How fast to fill a box? A couple of pounds package of bees starting from scratch with foundation, will probably take a month or more to completely fill a medium box with bees, honey, pollen etc. Probably a month and a half to fill a deep. No gaurentees they won't do it faster. No gaurentees it won't take a lot longer. But by then the population has exploded and they next box will not take nearly as long. On the other hand weather etc. and the bees could make it take much longer.


----------



## Solomon Parker (Dec 21, 2002)

one of my hives with SBB's has a serious condensation problem, I had to tilt the lid so the water would evaporate. My hives with solid bottom boards and upper entrances have no condensation whatsoever even in the pouring rain.

------------------
Sol Parker
Southern Oregon Apiaries
http://www.allnaturalhoney.com


----------



## TDSAMMONS (Aug 5, 2002)

Thanks Sol for the information we also closed up our screened bottom boards.
Maybe I'm just a nervous parent, but at 4 or 5 degrees with 50 mile an hour gusts of wind made me nervous so we closed them up.
I have noticed condensed ice between the top and the inner cover on all our hives, this seems to be normal to me. Thanks

------------------
Travis S.


----------



## TDSAMMONS (Aug 5, 2002)

I should have asked this question on my last posting, but here goes, Sol, did you notice any difference in hive size between your open and closed bottom board hives?
Has anyone else out there noticed increased moisture in open screened bottom board hives?
If so or not we would still like to here concerning this. Thanks!

------------------
Travis S.


----------



## Robert Brenchley (Apr 23, 2000)

Quite the opposite; I use SBB's largely because I don't get condensation with them. Could it be anything to do with the siting of the hive?


----------



## Robert Brenchley (Apr 23, 2000)

Quite the opposite; I use SBB's largely because I don't get condensation with them. Could it be anything to do with the siting of the hive?

------------------
Regards,

Robert Brenchley

[email protected]
Birmingham UK


----------



## TDSAMMONS (Aug 5, 2002)

Thanks Robert for your reply, I have noticed with our hives running inner covers on all whether solid bottom boards or open screened we have some condensed ice between the outer and inner covers.
We do not seem to be having the problem that Sol is having with high codensation on our open SBB's.
Have you noticed this year any quicker build-up on your SBB hives through the honey season?
Thanks!

------------------
Travis S.


----------



## Robert Brenchley (Apr 23, 2000)

Hard to say sine I was an early convert and started using them almost as soon as I started keeping bees. They've always built up fast, but I don't know whether any of that is arttributable to the bottoms.

------------------
Regards,

Robert Brenchley

[email protected]
Birmingham UK


----------



## Robert Brenchley (Apr 23, 2000)

Hard to say since I was an early convert and started using them almost as soon as I started keeping bees. They've always built up fast, but I don't know whether any of that is attributable to the bottoms.

------------------
Regards,

Robert Brenchley

[email protected]
Birmingham UK


----------



## Solomon Parker (Dec 21, 2002)

"did you notice any difference in hive size between your open and closed bottom board hives?"
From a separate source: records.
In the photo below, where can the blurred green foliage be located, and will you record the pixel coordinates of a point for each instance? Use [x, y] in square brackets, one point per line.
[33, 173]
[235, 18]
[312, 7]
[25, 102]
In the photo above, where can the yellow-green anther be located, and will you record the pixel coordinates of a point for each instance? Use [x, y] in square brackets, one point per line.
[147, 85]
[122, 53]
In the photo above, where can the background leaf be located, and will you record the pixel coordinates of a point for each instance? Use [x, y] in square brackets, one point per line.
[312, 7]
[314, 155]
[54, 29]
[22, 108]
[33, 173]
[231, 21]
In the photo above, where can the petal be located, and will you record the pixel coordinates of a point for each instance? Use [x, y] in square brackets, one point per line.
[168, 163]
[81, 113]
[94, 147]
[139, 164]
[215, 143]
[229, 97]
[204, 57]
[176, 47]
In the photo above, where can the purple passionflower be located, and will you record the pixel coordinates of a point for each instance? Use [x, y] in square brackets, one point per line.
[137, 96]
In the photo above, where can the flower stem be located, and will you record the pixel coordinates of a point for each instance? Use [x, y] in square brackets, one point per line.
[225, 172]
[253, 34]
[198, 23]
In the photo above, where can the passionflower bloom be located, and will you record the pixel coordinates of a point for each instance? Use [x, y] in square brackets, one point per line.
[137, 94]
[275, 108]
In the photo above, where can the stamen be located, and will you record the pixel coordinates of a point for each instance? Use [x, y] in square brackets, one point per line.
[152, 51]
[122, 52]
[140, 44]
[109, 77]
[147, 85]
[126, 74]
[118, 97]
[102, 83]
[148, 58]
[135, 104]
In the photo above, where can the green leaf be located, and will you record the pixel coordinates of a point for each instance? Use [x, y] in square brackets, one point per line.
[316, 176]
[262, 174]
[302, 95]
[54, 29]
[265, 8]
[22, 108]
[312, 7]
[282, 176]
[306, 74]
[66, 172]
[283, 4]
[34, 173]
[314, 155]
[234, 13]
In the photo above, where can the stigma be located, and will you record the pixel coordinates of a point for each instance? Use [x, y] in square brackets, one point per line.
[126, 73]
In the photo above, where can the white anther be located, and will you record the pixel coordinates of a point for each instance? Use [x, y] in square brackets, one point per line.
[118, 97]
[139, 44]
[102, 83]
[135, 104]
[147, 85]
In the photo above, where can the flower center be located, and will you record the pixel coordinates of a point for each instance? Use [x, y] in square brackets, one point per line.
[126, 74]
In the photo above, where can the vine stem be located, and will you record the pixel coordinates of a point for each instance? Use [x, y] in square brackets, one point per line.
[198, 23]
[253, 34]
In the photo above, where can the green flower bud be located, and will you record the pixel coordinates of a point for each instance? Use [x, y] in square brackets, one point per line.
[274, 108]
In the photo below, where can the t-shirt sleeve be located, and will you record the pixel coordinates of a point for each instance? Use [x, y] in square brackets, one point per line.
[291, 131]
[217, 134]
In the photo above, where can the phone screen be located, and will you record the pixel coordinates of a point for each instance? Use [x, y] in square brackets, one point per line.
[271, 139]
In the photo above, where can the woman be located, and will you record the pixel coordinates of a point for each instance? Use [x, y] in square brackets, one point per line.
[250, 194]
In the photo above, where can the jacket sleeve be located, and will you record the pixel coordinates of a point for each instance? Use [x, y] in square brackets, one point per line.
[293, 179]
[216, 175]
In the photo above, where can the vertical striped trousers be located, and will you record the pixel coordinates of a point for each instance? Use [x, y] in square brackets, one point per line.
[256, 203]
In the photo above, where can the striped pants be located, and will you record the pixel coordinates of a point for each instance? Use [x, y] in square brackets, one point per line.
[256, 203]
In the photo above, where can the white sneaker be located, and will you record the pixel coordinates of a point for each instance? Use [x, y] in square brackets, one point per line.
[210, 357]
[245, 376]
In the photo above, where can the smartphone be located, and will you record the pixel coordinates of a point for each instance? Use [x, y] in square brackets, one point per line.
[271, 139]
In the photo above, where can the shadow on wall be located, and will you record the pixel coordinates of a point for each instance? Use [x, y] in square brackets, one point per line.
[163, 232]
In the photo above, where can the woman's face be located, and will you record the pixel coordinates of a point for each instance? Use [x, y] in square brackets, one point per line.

Not too much difference. I had two really good hives that did really well, one was an sbb hive an the other was an upper entrance hive. I did notice that the bees didnt much like to build on the very bottom of the bottom frames right next to the screen. Also, the winter cluster is much higher in the SBB hives than in the UE hives.

"Has anyone else out there noticed increased moisture in open screened bottom board hives?"

As I stated, one of my SBB hives was having a serious condensation problem to the point of mould, but I propped up the lid about 1/4 inch and it went away.



------------------
Sol Parker
Southern Oregon Apiaries
http://www.allnaturalhoney.com


----------



## TDSAMMONS (Aug 5, 2002)

Thanks Sol for the information, our hives that are SBB's appear very strong as we went into the fall. We've had a couple days of flying weather recently and 80% of our hives seem strong. Maybe we'll know more in the spring concerning ventilation differences up here in the snow country. At this point in time I would say our weak hives appear to be from bad laying queens of which we had many and some we didn't get replaced. Thanks!

------------------
Travis S.


----------